237 By 1962, Chevrolet faced the depressing reality that fuel injection was predominantly seen as a high-performance item. Mass-market appreciation and use of its greater benefits was still decades away. To give the buyer what he wanted while simultaneously simplifying inventory and streamlining production hassles, Chevrolet dropped the lukewarm fuelie option and based all 1962 fuel-injection engines on the new 327-ci V-8, with 360 hp and 352 ft-lbs of torque. Chevrolet built 1,918 units, keeping the price steady at $484.20.
238 “Since October 20, 1961, high-performance Corvette engines with option 396 (340 hp) or option 582 (360 hp) have been built with double gaskets on each cylinder head. With the two head gaskets, the compression ratio of these engines is reduced to 10.5:1. Corvette engines with these high-performance options built prior to the production change have single gaskets at each head and a compression ratio of 11.25:1. Corvette engines with 11.25:1 compression ratio require Super Premium fuel (100–102 Research Octane) or problems of detonation, pre-ignition, or die-seling may result.” These words appeared on a Chevrolet Technical Service Bulletin issued on January 2, 1962, and solved the head-scratching mystery encountered when early-build 1962 Corvette fuelie engine disassemblers encountered two head gaskets on each bank. It wasn’t a rumor or myth. Chevrolet also manipulated compression on certain 409 W-engines in this same time period by adding gaskets.

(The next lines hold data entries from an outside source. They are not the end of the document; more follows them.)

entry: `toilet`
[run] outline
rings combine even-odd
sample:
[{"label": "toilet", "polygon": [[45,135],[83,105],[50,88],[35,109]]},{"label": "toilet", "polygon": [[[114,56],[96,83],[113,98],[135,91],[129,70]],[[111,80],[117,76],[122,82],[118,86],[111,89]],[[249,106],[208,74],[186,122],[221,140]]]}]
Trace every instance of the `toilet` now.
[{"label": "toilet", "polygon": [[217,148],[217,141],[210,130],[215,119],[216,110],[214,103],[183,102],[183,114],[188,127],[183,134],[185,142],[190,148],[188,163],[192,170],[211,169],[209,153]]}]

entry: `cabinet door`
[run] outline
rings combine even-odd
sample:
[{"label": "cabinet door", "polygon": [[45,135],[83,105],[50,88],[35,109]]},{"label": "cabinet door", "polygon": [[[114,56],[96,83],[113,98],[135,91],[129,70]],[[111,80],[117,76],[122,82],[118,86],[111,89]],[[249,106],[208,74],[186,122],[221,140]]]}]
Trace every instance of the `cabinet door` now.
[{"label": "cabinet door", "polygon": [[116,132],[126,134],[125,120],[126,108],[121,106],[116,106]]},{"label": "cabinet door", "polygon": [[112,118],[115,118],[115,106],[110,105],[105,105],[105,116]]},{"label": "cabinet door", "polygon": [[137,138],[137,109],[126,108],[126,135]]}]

239 In December 1953, many Chevrolet engineers were probably preoccupied with holiday preparations. Not Arkus-Duntov. On December 13, he submitted an essay titled “Thoughts Pertaining to Youth, Hot Rodders, and Chevrolet” to his boss, Maurice Olley. In it, he wrote, “A young man buying a (Hot Rod, Hop Up, etc.) magazine for the first time immediately becomes introduced to Ford. It is reasonable to assume that when hot rodders or hot-rod-influenced persons buy transportation, they buy Fords. As they progress in age and income, they graduate from jalopies to second-hand Fords, then to new Fords.”

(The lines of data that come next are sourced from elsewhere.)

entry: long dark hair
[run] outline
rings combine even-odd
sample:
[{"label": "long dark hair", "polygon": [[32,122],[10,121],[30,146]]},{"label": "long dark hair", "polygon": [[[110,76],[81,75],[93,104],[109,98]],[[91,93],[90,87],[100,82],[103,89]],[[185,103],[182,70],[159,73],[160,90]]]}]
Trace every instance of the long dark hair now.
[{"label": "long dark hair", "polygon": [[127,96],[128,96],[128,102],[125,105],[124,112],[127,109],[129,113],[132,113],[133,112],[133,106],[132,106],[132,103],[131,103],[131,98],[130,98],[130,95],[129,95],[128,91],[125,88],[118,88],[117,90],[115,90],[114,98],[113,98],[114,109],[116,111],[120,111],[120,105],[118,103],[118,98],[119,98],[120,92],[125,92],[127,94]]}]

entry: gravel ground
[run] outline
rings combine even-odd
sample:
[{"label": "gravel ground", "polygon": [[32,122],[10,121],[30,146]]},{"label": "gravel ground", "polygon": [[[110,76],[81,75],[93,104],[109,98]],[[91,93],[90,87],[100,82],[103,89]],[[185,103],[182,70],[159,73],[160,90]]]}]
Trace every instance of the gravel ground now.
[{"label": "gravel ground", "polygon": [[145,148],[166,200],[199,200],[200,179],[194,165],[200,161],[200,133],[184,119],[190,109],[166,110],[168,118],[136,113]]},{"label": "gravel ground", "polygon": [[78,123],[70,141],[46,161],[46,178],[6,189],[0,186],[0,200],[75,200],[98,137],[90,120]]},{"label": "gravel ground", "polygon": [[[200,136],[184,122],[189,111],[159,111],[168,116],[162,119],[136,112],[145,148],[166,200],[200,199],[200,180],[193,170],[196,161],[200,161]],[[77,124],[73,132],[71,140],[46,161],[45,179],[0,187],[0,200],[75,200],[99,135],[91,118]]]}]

240 When Arkus-Duntov wrote his manifesto in the final weeks of 1953, Ford’s modern OHV Y-block V-8 was just entering the market as a 1954 offering. Was Arkus-Duntov aware of the imminent release of Chevrolet’s small-block V-8 when he wrote this document? Yes. In a four-part summary of Ford’s advantages, he wrote, “[The appearance of Ford overhead V-8 [is] now one year ahead of us.” This is a clear indicator that he was in on the 1955 model-year launch of the 265-ci Chevy small-block V-8. Virtually overnight, car magazines caught on to the 265’s inherent power advantage over Ford’s asthmatic Y-block, and the Ford dynasty crumbled soon after. It is ironic that today, many readers of the major hot-rod-type magazines moan that they’re “full of nothing but Chevys.” Before 1955, nobody could have foreseen this twist of fate.

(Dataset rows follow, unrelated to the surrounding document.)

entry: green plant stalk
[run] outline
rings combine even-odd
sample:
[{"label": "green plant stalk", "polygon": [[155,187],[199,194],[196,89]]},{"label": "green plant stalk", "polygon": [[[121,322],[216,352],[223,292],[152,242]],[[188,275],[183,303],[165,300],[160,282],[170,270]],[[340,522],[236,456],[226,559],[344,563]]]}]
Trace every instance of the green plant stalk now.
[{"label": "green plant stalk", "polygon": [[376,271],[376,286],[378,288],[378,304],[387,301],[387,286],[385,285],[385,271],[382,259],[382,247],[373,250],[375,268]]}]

241 Arkus-Duntov’s habit of writing memos directly to upper management occasionally stepped on the toes of his immediate bosses, but he succeeded in changing and focusing corporate thinking on many pivotal occasions. Another memo, dated October 15, 1954, was sent directly to Chevrolet division chief engineer Ed Cole. Bypassing the uncooperative Maurice Olley, it pled for a special team of engineers dedicated to nothing but Corvette advancement. Cole listened, and the note led to Arkus-Duntov’s post as Corvette’s (unofficial, until 1968) program manager, where one of his early assignments was adapting the 265 V-8 to the Corvette for its 1955 rollout.